COLLECT_GCC=gfortran
COLLECT_LTO_WRAPPER=/usr/lib/gcc/x86_64-linux-gnu/5/lto-wrapper
Target: x86_64-linux-gnu
Configured with: ../src/configure -v --with-pkgversion='Ubuntu 5.3.1-14ubuntu2.1' --with-bugurl=file:///usr/share/doc/gcc-5/README.Bugs --enable-languages=c,ada,c++,java,go,d,fortran,objc,obj-c++ --prefix=/usr --program-suffix=-5 --enable-shared --enable-linker-build-id --libexecdir=/usr/lib --without-included-gettext --enable-threads=posix --libdir=/usr/lib --enable-nls --with-sysroot=/ --enable-clocale=gnu --enable-libstdcxx-debug --enable-libstdcxx-time=yes --with-default-libstdcxx-abi=new --enable-gnu-unique-object --disable-vtable-verify --enable-libmpx --enable-plugin --with-system-zlib --disable-browser-plugin --enable-java-awt=gtk --enable-gtk-cairo --with-java-home=/usr/lib/jvm/java-1.5.0-gcj-5-amd64/jre --enable-java-home --with-jvm-root-dir=/usr/lib/jvm/java-1.5.0-gcj-5-amd64 --with-jvm-jar-dir=/usr/lib/jvm-exports/java-1.5.0-gcj-5-amd64 --with-arch-directory=amd64 --with-ecj-jar=/usr/share/java/eclipse-ecj.jar --enable-objc-gc --enable-multiarch --disable-werror --with-arch-32=i686 --with-abi=m64 --with-multilib-list=m32,m64,mx32 --enable-multilib --with-tune=generic --enable-checking=release --build=x86_64-linux-gnu --host=x86_64-linux-gnu --target=x86_64-linux-gnu
Thread model: posix
gcc version 5.3.1 20160413 (Ubuntu 5.3.1-14ubuntu2.1) 

gfortran -v
Using built-in specs.
COLLECT_GCC=gfortran
COLLECT_LTO_WRAPPER=/usr/lib/gcc/x86_64-linux-gnu/5/lto-wrapper
Target: x86_64-linux-gnu
Configured with: ../src/configure -v --with-pkgversion='Ubuntu 5.3.1-14ubuntu2.1' --with-bugurl=file:///usr/share/doc/gcc-5/README.Bugs --enable-languages=c,ada,c++,java,go,d,fortran,objc,obj-c++ --prefix=/usr --program-suffix=-5 --enable-shared --enable-linker-build-id --libexecdir=/usr/lib --without-included-gettext --enable-threads=posix --libdir=/usr/lib --enable-nls --with-sysroot=/ --enable-clocale=gnu --enable-libstdcxx-debug --enable-libstdcxx-time=yes --with-default-libstdcxx-abi=new --enable-gnu-unique-object --disable-vtable-verify --enable-libmpx --enable-plugin --with-system-zlib --disable-browser-plugin --enable-java-awt=gtk --enable-gtk-cairo --with-java-home=/usr/lib/jvm/java-1.5.0-gcj-5-amd64/jre --enable-java-home --with-jvm-root-dir=/usr/lib/jvm/java-1.5.0-gcj-5-amd64 --with-jvm-jar-dir=/usr/lib/jvm-exports/java-1.5.0-gcj-5-amd64 --with-arch-directory=amd64 --with-ecj-jar=/usr/share/java/eclipse-ecj.jar --enable-objc-gc --enable-multiarch --disable-werror --with-arch-32=i686 --with-abi=m64 --with-multilib-list=m32,m64,mx32 --enable-multilib --with-tune=generic --enable-checking=release --build=x86_64-linux-gnu --host=x86_64-linux-gnu --target=x86_64-linux-gnu
Thread model: posix
gcc version 5.3.1 20160413 (Ubuntu 5.3.1-14ubuntu2.1)
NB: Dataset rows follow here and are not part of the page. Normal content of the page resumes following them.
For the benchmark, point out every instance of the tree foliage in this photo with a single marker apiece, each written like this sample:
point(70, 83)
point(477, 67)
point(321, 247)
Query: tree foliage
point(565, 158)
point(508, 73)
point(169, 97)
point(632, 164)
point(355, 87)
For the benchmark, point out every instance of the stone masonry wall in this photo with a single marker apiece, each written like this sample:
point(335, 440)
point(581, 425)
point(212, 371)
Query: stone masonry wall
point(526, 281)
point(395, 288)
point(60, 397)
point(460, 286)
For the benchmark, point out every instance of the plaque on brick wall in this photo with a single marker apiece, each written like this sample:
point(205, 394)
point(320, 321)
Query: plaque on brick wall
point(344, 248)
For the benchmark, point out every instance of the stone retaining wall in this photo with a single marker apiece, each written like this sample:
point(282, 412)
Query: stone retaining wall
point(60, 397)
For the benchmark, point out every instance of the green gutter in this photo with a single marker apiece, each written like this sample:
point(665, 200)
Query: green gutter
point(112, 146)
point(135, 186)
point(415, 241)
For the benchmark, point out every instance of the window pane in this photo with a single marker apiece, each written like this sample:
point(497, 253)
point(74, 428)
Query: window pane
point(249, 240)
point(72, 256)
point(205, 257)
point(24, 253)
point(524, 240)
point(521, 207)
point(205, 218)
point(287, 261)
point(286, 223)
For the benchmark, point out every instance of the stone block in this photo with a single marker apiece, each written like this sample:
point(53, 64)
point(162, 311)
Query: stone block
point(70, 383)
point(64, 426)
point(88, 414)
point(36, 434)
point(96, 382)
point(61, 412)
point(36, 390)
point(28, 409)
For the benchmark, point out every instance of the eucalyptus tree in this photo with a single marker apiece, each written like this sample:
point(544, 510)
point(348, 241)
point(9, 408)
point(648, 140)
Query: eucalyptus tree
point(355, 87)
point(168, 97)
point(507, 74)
---- Tim Prince <n8tm@aol.com> wrote: 
> 
> 
> On 6/20/2016 11:04 AM, sdcycling wrote:
> > Hi Tim,
> >
> > I am currently using MPICH.   I could try MPICH in combination with OMP, but the number of processors on my workstation are currently maxed out.
> > The most computationally intensive loop uses derived data types within the loops that are nested 3 deep:  
> >
> > do concurrent (k=mg(mlev)%kb,mg(mlev):ke:1)
> > do concurrent (j=mg(mlev)%jb,mg(mlev):je:1)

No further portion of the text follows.